Now he is sad because he doesn't have a friend, and he doesn't have a friend because he'd rather play ball, dig in the dirt or look for bugs than be a member of the four-boy clique that seems to do nothing except hang out, chill and "act cool." Unfortunately, this clique rules both of the small classes in my son's fourth grade.
There is one other boy in my son's class who is outside of the clique, and he is depressed and angry about it -- and five unhappy boys in the other class who anxiously try to get near the leader of the clique at every recess.
These things didn't happen last year -- the one year my son spent at the school's other campus. He loved the kids there, and we thought the parents were much nicer, too, but we brought him back because we didn't think the teaching was as good.
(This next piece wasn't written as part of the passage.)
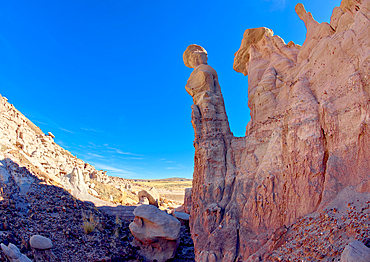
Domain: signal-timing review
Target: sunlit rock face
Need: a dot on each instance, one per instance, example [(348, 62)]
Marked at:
[(307, 140)]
Now the academics don't seem nearly as important as the social climate in the fourth grade.
The school has given my son these options:
1. He can stay where he is;
2. He can switch to the other fourth-grade class on this campus; or
3. He can transfer to the other campus, either now or later.
My son says he'd like to move to the other campus in September, but my husband and I think it might be better for him to move now, even though we don't know the teacher.
I want to do what's best for my son's emotional and social growth, but I've been struggling with a life-threatening illness for the past eight years and I think all of us have had enough hardship.
A.It's not surprising for a school to develop cliques, but first you have to ask yourself if these four boys are re ally in a clique or if they're just friends who have instinctively limited their core group to four or five members, because that's what most children do in grade school.
Children also grow at wildly different speeds at this age and their interests can become quite different, too, which is why some 10-year-olds would rather watch girls -- and be watched by them -- than look around for bugs.